Data below is taken from manufacturers website.
Size of ceramic membrane's aperture: 0.1 micron
Output: Approx. 0.3 l/min (10 oz. per minute)
Capacity: 2,000 liters (530 gallons)per cartridge.
Weight: Approx. 88g (3 oz.)
Material: ABS plastic, Ceramic, Nano-metal clusters media (NMC)
Highly efficiently removes heavy metal ions in water such as Pb2+, Cd2+, Cr6+, As3+ (that's Lead,, Chromium and Arsenic for non chemists, like me.)
· Efficiently decreases organic pollutants.
· Having a good ability to remove odors and cloudiness.
It arrived after 2 days from order, so that was good. It came as reported, in a glasses style case.
It seemed quite heavy for 88 grams. Then taking the filter out of the case it became obvious. The case was twice as heavy as the filter. So the case got jettisoned.
The filter unit with a Swiss pen knife for size comparison.
The adjustable water float and large debris filter
The innards. Pump with "o" ring and ceramic cartridge.

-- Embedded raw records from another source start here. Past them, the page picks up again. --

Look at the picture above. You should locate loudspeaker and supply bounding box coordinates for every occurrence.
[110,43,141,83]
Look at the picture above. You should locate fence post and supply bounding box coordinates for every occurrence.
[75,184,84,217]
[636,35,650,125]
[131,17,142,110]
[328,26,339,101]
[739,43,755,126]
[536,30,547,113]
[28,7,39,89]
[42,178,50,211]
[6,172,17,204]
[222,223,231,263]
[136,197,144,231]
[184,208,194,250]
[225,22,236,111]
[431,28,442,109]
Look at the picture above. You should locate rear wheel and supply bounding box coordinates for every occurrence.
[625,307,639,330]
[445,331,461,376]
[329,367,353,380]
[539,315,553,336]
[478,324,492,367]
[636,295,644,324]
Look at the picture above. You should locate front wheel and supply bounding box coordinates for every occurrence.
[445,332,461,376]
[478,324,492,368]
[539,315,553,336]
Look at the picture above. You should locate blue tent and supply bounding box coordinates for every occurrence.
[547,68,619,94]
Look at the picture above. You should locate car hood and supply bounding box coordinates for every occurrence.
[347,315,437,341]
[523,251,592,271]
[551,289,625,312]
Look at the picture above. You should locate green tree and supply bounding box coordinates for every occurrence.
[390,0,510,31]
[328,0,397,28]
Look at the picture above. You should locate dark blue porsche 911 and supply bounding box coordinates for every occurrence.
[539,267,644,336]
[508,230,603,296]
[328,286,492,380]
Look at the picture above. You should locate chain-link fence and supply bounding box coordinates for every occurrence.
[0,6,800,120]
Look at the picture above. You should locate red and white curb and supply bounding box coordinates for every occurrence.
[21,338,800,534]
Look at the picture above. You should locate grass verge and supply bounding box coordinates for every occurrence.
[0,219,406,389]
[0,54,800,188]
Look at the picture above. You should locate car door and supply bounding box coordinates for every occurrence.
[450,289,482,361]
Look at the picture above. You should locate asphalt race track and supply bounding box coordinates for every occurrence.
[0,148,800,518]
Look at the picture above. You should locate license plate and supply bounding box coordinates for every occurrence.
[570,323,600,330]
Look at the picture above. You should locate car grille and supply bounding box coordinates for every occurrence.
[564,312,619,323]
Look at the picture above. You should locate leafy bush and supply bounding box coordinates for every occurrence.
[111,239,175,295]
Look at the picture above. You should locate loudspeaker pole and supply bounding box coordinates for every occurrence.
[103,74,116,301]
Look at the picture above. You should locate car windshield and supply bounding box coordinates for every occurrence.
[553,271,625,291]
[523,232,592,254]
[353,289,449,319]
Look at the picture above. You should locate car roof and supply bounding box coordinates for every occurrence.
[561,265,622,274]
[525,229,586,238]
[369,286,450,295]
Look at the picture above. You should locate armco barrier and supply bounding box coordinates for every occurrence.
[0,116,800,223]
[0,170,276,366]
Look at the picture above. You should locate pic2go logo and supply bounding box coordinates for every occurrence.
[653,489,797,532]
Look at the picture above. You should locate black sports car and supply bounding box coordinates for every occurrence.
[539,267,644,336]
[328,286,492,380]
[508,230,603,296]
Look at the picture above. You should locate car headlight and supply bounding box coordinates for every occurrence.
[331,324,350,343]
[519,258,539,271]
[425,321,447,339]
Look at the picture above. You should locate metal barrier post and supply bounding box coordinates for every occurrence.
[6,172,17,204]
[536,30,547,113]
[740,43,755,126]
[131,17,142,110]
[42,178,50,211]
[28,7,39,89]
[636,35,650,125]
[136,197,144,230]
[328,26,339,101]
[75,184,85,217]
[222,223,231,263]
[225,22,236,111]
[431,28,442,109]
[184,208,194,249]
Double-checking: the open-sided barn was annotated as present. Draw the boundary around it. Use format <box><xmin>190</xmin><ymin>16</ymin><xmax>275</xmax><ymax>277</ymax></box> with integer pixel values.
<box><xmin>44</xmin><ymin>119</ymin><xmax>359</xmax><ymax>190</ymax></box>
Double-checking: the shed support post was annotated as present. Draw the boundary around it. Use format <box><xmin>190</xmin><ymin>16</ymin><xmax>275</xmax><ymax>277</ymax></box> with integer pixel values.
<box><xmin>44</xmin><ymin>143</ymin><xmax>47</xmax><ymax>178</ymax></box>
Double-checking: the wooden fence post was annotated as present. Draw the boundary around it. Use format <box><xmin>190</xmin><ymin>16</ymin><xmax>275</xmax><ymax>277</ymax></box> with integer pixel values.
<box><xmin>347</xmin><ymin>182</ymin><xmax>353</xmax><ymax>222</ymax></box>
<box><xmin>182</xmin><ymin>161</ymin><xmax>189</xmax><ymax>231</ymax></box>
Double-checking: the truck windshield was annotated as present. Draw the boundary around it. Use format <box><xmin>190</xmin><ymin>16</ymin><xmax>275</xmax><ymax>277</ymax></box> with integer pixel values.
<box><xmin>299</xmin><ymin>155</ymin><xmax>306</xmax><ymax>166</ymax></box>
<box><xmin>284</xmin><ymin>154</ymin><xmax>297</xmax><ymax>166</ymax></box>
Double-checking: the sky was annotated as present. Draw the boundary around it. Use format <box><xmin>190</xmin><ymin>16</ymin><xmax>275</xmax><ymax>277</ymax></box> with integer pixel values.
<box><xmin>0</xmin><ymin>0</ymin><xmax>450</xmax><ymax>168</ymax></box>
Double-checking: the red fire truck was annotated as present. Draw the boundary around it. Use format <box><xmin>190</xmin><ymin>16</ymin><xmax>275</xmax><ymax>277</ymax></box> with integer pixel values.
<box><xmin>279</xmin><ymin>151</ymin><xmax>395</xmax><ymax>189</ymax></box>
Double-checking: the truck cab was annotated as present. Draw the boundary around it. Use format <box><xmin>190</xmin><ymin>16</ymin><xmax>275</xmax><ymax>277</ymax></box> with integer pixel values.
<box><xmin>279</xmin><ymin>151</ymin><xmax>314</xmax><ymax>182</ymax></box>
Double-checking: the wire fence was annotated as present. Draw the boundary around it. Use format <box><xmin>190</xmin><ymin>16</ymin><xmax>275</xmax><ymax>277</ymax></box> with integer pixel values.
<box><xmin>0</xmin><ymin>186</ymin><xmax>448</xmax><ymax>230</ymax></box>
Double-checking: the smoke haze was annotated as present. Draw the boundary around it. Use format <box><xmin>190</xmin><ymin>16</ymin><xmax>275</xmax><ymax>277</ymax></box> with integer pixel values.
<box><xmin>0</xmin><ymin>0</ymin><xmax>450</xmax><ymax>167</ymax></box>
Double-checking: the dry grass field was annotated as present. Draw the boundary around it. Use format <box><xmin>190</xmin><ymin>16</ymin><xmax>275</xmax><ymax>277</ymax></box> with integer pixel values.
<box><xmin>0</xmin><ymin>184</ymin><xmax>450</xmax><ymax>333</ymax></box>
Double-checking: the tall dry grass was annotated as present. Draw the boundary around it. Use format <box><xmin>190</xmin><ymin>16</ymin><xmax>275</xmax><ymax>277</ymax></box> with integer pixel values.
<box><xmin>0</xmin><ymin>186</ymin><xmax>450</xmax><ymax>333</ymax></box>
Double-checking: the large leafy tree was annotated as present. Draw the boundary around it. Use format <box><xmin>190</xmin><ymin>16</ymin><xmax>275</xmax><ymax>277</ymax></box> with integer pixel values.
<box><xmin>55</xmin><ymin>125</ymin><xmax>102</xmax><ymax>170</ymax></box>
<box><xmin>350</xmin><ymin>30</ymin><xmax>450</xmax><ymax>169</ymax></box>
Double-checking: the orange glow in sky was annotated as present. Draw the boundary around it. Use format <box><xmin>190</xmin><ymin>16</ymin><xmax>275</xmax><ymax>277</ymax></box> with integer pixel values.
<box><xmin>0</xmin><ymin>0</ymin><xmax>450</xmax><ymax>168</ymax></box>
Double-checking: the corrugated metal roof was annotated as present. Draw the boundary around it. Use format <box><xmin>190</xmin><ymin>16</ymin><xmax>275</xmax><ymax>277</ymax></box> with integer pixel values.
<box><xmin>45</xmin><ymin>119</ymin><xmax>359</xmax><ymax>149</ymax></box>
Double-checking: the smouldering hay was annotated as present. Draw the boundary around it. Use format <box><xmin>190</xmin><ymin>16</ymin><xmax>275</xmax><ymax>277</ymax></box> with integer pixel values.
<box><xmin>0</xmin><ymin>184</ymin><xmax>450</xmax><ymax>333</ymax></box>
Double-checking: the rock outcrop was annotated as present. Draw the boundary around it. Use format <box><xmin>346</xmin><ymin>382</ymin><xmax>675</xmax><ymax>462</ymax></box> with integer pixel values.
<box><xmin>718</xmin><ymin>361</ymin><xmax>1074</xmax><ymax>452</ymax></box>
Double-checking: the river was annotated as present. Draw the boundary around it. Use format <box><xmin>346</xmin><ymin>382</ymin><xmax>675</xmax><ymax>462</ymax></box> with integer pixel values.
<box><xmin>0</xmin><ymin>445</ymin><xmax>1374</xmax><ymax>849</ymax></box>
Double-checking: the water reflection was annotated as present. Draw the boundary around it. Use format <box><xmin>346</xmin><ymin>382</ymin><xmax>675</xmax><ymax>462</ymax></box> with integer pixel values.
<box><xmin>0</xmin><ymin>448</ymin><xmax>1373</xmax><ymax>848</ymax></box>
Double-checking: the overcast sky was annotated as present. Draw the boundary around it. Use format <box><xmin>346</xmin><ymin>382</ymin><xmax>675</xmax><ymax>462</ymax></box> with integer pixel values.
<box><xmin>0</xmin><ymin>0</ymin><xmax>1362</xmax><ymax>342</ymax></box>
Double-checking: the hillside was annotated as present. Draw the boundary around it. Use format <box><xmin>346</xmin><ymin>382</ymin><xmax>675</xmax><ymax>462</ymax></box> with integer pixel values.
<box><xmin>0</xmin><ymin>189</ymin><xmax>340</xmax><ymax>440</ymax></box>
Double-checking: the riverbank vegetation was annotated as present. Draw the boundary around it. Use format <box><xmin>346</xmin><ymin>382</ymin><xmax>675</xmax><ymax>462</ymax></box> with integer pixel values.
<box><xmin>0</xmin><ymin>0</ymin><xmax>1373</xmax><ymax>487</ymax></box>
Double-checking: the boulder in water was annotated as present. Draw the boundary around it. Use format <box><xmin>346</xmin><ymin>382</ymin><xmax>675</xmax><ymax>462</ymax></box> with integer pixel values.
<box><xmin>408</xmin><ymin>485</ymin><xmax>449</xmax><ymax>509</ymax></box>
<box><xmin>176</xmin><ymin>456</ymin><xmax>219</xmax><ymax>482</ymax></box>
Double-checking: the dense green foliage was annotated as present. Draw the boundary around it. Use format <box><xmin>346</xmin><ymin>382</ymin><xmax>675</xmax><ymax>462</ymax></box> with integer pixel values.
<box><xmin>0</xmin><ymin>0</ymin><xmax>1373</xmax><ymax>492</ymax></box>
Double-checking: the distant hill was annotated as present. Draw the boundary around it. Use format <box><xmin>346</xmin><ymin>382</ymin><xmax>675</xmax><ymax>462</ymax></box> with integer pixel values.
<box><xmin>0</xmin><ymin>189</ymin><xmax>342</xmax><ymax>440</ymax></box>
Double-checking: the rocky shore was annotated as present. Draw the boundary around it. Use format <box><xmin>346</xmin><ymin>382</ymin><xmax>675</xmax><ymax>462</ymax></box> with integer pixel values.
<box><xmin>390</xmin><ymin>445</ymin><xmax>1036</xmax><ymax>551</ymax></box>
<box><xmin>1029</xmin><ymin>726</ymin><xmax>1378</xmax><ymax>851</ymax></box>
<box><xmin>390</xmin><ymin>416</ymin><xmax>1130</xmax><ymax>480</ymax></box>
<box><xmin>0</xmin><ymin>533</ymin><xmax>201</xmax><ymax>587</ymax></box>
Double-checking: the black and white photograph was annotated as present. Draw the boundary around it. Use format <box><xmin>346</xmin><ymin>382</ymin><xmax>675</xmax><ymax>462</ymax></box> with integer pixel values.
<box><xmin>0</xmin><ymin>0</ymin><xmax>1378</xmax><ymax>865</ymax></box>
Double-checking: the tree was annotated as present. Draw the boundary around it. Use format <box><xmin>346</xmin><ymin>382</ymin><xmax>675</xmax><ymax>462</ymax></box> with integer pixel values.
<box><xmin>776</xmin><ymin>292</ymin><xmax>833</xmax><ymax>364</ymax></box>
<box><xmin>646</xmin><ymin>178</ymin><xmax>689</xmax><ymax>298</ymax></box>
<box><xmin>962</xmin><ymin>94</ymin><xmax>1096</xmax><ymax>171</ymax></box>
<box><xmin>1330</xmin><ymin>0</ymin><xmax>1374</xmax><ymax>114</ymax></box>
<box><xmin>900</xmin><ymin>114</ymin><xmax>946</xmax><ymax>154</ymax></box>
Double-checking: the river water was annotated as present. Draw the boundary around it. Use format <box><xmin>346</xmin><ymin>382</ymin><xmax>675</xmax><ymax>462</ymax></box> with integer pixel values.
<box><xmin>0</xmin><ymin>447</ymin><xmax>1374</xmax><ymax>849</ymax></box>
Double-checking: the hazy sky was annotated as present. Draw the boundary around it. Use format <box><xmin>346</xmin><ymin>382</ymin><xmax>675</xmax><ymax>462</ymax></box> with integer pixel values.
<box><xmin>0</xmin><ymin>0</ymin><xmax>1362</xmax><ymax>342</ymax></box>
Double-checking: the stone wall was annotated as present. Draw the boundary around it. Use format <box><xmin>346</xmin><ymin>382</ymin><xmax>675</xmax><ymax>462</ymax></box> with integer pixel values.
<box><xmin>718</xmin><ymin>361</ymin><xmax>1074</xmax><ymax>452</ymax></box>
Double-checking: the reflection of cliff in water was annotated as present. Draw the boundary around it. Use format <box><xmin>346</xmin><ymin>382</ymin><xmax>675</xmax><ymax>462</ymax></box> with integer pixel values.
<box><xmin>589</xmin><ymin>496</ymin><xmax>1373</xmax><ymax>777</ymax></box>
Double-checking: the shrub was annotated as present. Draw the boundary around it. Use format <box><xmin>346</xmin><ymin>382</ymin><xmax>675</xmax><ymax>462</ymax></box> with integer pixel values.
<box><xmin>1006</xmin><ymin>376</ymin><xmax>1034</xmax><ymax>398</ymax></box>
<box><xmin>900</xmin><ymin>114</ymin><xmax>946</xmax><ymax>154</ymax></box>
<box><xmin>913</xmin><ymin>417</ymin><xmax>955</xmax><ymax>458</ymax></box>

Outlet tube with "o" ring.
A piece of wet and dry sand paper is provided to clean the ceramic cartridge and a small tube of oil to lubricate the plunger "o" ring.
The output spec. of 300ml / min is accurate although it does slow a little when the cartridge has done a few gallons and needs cleaning.
It filters out most of water colourants but not all. I would give an estimate at around 60%.
To get the best outflow the filter body does need to remain in the vertical position.
Cutting to the chase, after only a few days trial.
I think this filter is more suitable as an emergency filter. It does the job but it is boringly slow and even more so as the filter nears cleaning time.
If you backpack solo then this may suit in areas where you know the water is generally good but just want that extra bit of security.
If you lack a little patience or there are more than one of you in the party then i would seriously consider the Miniwell filter.
It is pretty much the same spec. but has a better in and out flow rate, longer cartridge life and removes more water colouration. It is slightly larger and more robust but in my view a much better all round filter for backpacking trips and general outdoor use.